I imagine the query syntax to have a set of operations to work with the logic I described above: that reduced precision date/time expressions are really intervals not points in time, so interval logic, and the “includes/contains” operator might be handy to filter date/time data in a query WHERE expression. Then we also need to take into account the magnitude_status and accuracy fields that DV_DATE, DB_TIME and DV_DATE_TIME inherit. If there is data in the database that is, for instance, < 2022 then if the query has WHERE date = 2022, should the data match? (note the DV_DATE value matches! but it has also a magnitude_status <).

I have more questions than answers on this area, and might need a couple of weeks with detailed analysis, use case exploration, etc. before having some kind of useful idea in the querying area. But this is a mandatory task IMO because without this we would have a weak or inconsistent way of querying when all those elements come into play: partial dates, dates with magnitude_status and dates with accuracy.

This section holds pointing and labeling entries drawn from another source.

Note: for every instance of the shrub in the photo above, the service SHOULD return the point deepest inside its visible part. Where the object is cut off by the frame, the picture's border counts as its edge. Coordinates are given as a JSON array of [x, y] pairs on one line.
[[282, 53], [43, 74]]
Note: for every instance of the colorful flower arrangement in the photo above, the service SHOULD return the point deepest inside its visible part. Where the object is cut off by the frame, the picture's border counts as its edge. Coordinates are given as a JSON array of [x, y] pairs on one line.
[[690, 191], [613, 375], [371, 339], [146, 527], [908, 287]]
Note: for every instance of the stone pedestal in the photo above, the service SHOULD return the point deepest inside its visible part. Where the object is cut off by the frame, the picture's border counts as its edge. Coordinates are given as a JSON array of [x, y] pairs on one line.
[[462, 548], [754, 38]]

It could be done that way, but that is forcing the query author to think about the problem of fuzzy matching, which they probably won’t do or know where in the model it manifests. A query engine that knows where the fuzzy comparisons are hiding could do the checking though.

I would argue that it’s difficulty to separate comparison operators from the semantics of the data operands. Having fuzzy data to filter requires the query author to consider it if it’s not considered then the query results might not be what they expect.

But again, I didn’t do any proper analysis on that area.